Злоба ему мозги не туманила, рассуждать он был способен вполне здраво. И рассуждал.
Валежный атакует. У него императрица — это громадный плюс.
В тылу у освобожденцев хозяйничают Логинов и Алексеев. Эти тоже своего не упустят — волки. Считай, их загнали в угол. Но...
Один вариант все же остается.
Если императрица выходит замуж... да хоть бы и за него! Почему нет?
Гулька?
А что — она? Пламенный подумал, что надо бы отдать приказание... кому?
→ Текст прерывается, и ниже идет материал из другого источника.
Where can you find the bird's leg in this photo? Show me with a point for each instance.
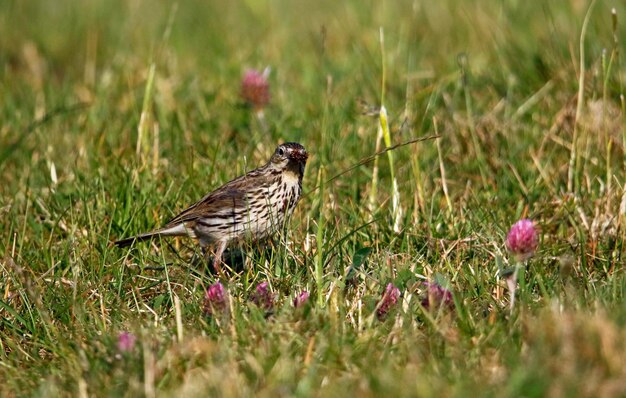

А вот, кстати говоря! Счастливчики — подойдут. Своим нельзя, слишком уж подло получится... ладно! Получится хорошо, но если б хоть месяцем раньше! Тогда можно было и обвинение какое сфабриковать, и обвинить жену в расхищении, в предательстве народного доверия, в... да хоть и в государственной измене!
Какому государству?
Государство — это я! А свидетелей измены найдем десяток. Неважно!
А вот сейчас только дурак не поймет. Когда императрица объявила на всю страну, что династия Вороновых нынче недостойна...
Она-де приняла Русину у отца, но нести ее не может. А потому отдаст ношу достойнейшему... и вы хотите сказать, что в таких условиях еще кто-то воевать будет?
Конечно, можно объявить ее самозванкой.
Можно закричать на всю страну, что Валежный нашел куклу, подменку, фальшивку...
И нельзя!
Глупо получится, а глупым жом Пламенный выглядеть не желал.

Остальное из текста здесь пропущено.